In einer Vedanta-Schrift (uraltes indisches Wissen) lesen wir: „Durch das Sammeln reiner Speisen wird das Herz gereinigt.“ Unter „Speisen“ sind hier alle Eindrücke zu verstehen, die durch die fünf Sinne aufgenommen werden. Das Geheimnis dieser spirituellen Übung liegt also darin, alles mit der Gegenwart Gottes zu überdecken. Für unsere Übungen sollten wir uns feste Zeiten nehmen (Hausaltar!), die ausschließlich dem Gebet und der Kommunikation mit Gott vorbehalten sind. Durch ständige Verrichtung dieser Übungen erwächst im Herzen des Suchenden eine starke Rückbindung (lat. re-ligio) an Gott. Der Gedanke an seinen vielgeliebten Herrn ist immer in seinem Bewußtsein. Jegliches Verlangen weicht von ihm, und nur ein Wunsch bleibt: Gott zu lieben und in totaler Selbsthingabe nach seinem Willen zu leben. Auf diese reine und selbstlose Hingabe folgt die Versenkung in Gott und schließlich unser Einswerden mit ihm. Liebe, Liebender und Geliebter werden eins.

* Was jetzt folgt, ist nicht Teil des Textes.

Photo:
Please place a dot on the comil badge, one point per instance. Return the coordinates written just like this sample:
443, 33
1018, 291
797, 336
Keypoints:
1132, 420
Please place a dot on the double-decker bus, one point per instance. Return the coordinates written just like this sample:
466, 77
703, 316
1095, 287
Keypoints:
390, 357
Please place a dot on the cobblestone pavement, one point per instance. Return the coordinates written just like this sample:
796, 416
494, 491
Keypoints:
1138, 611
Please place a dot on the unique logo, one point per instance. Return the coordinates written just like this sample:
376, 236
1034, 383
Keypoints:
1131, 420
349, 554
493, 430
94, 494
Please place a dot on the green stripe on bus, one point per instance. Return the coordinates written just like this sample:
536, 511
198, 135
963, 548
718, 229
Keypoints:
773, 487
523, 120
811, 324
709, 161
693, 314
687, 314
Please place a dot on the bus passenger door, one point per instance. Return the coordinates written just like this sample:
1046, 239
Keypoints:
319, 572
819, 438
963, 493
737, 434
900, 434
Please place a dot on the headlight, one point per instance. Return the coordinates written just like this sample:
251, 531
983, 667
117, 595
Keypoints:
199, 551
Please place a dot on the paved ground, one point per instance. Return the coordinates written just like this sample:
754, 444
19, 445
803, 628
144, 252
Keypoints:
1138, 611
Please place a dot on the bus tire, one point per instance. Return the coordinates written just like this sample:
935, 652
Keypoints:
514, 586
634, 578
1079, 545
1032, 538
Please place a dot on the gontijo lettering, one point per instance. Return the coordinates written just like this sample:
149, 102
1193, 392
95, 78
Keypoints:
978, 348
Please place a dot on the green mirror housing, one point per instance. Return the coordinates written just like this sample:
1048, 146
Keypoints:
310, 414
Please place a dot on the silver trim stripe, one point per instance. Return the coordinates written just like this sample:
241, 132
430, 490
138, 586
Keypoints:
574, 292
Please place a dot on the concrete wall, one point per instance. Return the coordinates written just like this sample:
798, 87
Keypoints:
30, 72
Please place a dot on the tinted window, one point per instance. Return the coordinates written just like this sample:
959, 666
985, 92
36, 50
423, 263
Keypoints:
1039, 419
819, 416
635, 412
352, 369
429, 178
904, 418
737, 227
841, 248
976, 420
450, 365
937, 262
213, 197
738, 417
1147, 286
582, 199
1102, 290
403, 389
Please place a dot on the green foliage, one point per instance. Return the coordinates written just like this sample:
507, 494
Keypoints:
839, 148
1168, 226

Diese Hingabe an Gott benötigt neben Geduld und Ausdauer unseren festen Wunsch zur Gottesrealisation, die Anstrengungen durch die täglichen Übungen und schließlich auch die Gnade, daß Gott uns entgegen kommt. Ich kann hier nur jeden ermuntern, so oder in ähnlicher Weise noch heute zu beginnen, die Samen zu setzen und dem Wachstum mit Geduld und Zuversicht wachsam und offen gegenüber zu sein, damit nach einiger Zeit die fühlbaren und erkennbaren Früchte zur Ernte reifen.